Metal-organic Frameworks and their Derived Structures for Photocatalytic Water Splitting

Fossil fuels are non-renewable energy sources and may cause environmental pollution. One of the appropriate solutions is to develop clean and renewable sources of energy as an alternative to fossil fuels. Environmental pollution and lack of renewable energy sources are two significant problems affecting the current life of human society and economic progress. Researchers have addressed semiconductor-oriented heterogeneous photo-electrocatalysis, photocatalysis, and electrocatalysis by the fuel cells to solve these crises. Photocatalytic water splitting is a promising approach in resolving the energy crisis.
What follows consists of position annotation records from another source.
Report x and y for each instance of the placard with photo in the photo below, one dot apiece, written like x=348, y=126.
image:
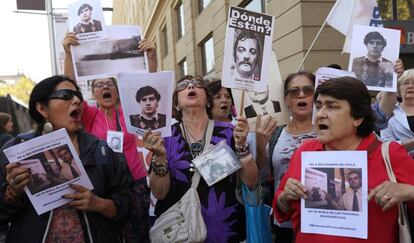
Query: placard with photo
x=248, y=48
x=54, y=164
x=374, y=51
x=86, y=19
x=146, y=100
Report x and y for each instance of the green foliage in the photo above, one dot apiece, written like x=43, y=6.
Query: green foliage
x=21, y=89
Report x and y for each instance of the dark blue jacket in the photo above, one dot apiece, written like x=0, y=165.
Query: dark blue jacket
x=110, y=178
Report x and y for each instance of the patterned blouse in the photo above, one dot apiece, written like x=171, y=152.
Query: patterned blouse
x=223, y=215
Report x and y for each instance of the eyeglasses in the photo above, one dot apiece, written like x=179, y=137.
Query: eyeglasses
x=377, y=42
x=65, y=94
x=150, y=99
x=295, y=92
x=184, y=84
x=101, y=85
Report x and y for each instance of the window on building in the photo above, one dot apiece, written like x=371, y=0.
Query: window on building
x=207, y=52
x=180, y=19
x=253, y=5
x=183, y=67
x=164, y=42
x=396, y=9
x=202, y=4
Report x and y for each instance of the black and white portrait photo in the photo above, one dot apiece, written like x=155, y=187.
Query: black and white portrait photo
x=373, y=53
x=261, y=104
x=247, y=51
x=86, y=23
x=86, y=19
x=146, y=100
x=247, y=54
x=119, y=53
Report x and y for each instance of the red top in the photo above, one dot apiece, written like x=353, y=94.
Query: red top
x=95, y=122
x=382, y=226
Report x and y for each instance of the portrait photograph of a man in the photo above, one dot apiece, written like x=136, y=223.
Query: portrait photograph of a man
x=86, y=19
x=86, y=23
x=248, y=50
x=148, y=98
x=247, y=54
x=372, y=57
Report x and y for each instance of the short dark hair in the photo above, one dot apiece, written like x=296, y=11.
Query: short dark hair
x=244, y=34
x=147, y=90
x=40, y=94
x=356, y=94
x=291, y=76
x=4, y=119
x=177, y=114
x=83, y=6
x=374, y=35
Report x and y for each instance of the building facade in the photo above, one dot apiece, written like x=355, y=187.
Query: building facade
x=190, y=34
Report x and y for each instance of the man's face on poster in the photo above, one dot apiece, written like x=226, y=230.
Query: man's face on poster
x=149, y=104
x=375, y=48
x=259, y=97
x=354, y=181
x=85, y=14
x=65, y=155
x=246, y=56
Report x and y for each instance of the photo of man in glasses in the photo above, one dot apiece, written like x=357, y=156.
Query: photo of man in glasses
x=149, y=118
x=247, y=55
x=373, y=69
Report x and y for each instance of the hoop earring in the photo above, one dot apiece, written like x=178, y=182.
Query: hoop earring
x=47, y=127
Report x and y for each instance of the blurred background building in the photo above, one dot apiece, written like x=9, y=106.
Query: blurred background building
x=190, y=34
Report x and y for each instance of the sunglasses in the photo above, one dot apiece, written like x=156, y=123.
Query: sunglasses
x=184, y=84
x=101, y=85
x=65, y=94
x=295, y=92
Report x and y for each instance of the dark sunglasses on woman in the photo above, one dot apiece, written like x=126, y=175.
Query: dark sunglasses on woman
x=184, y=84
x=66, y=94
x=295, y=91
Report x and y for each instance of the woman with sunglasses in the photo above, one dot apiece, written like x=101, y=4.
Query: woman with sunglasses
x=172, y=169
x=298, y=90
x=92, y=215
x=107, y=116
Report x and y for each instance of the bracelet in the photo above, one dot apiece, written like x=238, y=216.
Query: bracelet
x=160, y=169
x=246, y=158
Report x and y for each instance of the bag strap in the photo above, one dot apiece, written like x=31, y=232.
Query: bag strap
x=209, y=133
x=118, y=123
x=386, y=156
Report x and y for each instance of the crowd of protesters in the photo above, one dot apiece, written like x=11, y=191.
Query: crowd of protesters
x=117, y=209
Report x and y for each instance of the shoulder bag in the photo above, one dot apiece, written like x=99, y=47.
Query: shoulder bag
x=403, y=223
x=183, y=222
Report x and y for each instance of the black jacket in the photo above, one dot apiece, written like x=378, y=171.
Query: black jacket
x=110, y=178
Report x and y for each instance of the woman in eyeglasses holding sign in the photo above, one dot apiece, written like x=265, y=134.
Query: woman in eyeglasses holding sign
x=106, y=121
x=172, y=167
x=92, y=216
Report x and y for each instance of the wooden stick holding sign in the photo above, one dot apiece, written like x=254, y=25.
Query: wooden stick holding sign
x=242, y=102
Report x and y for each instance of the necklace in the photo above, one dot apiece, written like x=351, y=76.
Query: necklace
x=196, y=147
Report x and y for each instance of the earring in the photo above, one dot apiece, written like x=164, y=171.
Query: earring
x=47, y=127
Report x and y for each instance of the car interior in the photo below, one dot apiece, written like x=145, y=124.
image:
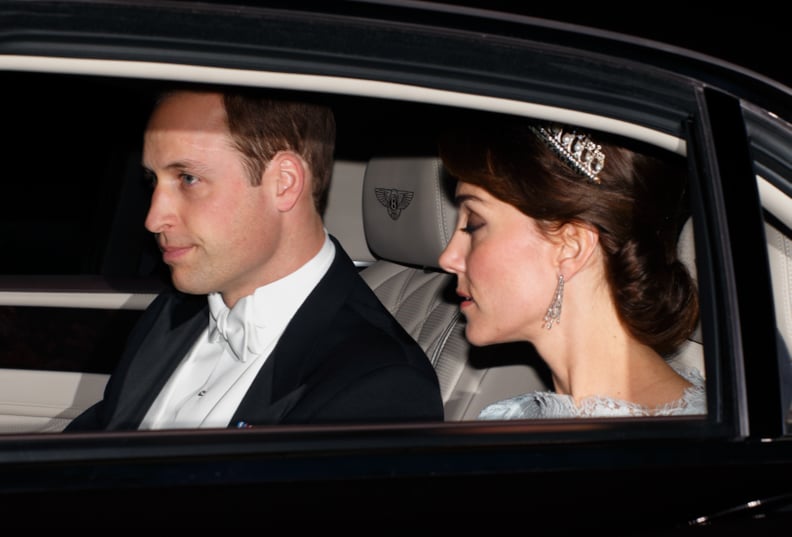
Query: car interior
x=394, y=212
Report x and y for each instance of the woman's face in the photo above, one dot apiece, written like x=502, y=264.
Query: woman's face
x=506, y=269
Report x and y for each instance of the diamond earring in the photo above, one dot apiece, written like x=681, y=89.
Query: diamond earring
x=553, y=314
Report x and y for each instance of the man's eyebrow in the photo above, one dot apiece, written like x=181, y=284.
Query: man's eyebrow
x=181, y=165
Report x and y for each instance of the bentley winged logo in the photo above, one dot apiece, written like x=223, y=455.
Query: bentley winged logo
x=394, y=200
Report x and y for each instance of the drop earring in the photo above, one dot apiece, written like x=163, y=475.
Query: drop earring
x=553, y=314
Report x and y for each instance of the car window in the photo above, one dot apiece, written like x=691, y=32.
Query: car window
x=770, y=140
x=76, y=226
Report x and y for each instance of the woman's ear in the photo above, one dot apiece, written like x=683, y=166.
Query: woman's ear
x=291, y=179
x=577, y=243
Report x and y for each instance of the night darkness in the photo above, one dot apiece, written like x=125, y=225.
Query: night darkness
x=757, y=40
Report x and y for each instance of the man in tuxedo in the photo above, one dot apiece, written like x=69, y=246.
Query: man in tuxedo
x=269, y=321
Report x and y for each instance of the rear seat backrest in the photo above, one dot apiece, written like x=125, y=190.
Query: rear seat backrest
x=408, y=218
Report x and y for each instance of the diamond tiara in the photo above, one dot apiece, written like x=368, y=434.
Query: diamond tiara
x=575, y=148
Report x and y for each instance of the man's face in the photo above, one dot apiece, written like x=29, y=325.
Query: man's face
x=216, y=231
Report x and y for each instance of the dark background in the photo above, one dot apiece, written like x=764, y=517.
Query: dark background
x=755, y=37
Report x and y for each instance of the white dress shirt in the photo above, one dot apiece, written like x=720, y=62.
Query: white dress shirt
x=207, y=387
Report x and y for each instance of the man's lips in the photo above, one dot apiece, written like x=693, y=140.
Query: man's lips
x=174, y=253
x=466, y=300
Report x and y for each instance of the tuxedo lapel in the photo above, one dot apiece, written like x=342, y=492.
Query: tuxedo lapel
x=281, y=381
x=173, y=332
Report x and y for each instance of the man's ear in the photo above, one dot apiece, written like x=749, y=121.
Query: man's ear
x=291, y=179
x=577, y=243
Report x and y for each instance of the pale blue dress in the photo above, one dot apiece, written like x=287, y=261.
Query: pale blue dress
x=554, y=405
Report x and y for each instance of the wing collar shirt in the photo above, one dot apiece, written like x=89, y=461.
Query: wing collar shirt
x=207, y=387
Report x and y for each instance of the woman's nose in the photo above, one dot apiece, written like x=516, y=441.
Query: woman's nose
x=451, y=259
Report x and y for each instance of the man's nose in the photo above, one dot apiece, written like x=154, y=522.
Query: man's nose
x=160, y=215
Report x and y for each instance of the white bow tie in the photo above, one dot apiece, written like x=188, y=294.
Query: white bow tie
x=235, y=326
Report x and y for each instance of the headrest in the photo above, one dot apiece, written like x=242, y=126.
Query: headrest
x=686, y=251
x=408, y=209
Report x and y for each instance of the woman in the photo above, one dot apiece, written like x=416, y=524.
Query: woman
x=568, y=241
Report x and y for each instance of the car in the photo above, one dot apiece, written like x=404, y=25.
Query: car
x=78, y=269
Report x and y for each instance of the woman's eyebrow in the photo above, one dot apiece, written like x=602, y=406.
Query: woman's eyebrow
x=461, y=198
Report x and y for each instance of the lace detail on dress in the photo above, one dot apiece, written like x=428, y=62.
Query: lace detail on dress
x=554, y=405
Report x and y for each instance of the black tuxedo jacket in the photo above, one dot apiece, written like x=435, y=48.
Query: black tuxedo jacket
x=343, y=358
This process involves harvesting solar light, charge transfer and separation, and evaluation of catalytic reactions of H2 and O2. In this regard, the main challenge is to find an efficient, environmental-friendly, cost-effective, and easily fabricated photocatalyst with high stability and corrosion resistance in different media. Thanks to their tunable structure, structural flexibility, high specific surface area, tunable pores, and unsaturated metal sites, metal-organic frameworks (MOFs) could be an efficient photocatalyst for hydrogen production under UV, NIR, and visible radiation. Therefore, MOFs and MOFs-based compounds are widely utilized as alternatives for expensive commercial catalysts developed based on rare elements such as Pt and Au. They can also be employed as precursors for the synthesis of different types of materials with different structures, sizes, and morphologies. This chapter summarizes MOF-based photocatalysts for the splitting of water are MOFs modification strategies.

Keywords: Charge Separation, Composites, Materials Derived, Metal-organic Frameworks, Photocatalytic Water Splitting, Synergistic Effect.